Ben Taskar
Computer and Information Science, UPENN
From Co-occurrence to Correspondence
While supervised learning methods for classification and structured
prediction are very effective in many domains, they require detailed
and precise labeling of large amounts of data. Weakly or ambiguously
labeled data present major challenges as well as opportunities. For
example, to build a machine translation system, we typically have
large amounts of translated sentences to learn from, but without word
or phrase level correspondence. Copious images and videos on the web
or your harddrive are typically labeled with captions of who and what
is in the picture, but not where and when. The challenges are both
theoretical and algorithmic: under what assumptions can we guarantee
effective and efficient learning of precise correspondence from pure
co-occurrence?

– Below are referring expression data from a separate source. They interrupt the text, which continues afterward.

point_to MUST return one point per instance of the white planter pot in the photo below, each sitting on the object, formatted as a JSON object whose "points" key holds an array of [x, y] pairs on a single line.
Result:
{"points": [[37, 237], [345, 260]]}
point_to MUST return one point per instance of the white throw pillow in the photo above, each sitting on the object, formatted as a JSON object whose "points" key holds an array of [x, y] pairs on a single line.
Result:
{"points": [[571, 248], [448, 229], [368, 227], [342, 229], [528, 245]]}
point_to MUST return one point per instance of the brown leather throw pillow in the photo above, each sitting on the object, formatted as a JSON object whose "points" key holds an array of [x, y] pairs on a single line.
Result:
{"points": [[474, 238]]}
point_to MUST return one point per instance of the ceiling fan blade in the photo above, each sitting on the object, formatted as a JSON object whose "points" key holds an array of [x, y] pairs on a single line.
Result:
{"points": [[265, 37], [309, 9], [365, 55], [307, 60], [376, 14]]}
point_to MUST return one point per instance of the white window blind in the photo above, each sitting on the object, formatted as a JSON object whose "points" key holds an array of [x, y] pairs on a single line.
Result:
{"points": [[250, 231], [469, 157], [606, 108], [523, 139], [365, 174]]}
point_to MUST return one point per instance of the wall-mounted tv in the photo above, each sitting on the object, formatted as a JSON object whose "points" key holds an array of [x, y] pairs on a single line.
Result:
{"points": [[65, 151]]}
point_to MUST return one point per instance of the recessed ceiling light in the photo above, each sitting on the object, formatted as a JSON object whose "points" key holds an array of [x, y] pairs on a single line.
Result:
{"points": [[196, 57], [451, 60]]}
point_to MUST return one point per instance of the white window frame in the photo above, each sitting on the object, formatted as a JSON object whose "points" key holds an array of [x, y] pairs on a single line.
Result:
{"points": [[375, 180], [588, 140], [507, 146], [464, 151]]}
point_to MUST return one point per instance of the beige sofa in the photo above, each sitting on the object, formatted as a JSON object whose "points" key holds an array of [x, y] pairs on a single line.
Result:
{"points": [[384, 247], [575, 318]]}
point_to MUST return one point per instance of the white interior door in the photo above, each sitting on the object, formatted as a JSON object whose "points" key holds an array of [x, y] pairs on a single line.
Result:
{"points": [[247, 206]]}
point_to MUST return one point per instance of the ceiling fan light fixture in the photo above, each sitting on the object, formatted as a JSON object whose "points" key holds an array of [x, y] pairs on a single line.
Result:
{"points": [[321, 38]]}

I will describe our ongoing work on weakly supervised
learning approaches for machine translation and parsing of images,
videos and text.Bio:
Ben Taskar received his bachelor's and doctoral degree in Computer
Science from Stanford University. After a postdoc at the University of
California at Berkeley, he joined the faculty at the University of
Pennsylvania Computer and Information Science Department in 2007,
where he currently co-directs PRiML: Penn Research in Machine Learning.
His research interests include machine learning, natural language
processing and computer vision. His work on structured prediction has
received best paper awards at NIPS and EMNLP conferences.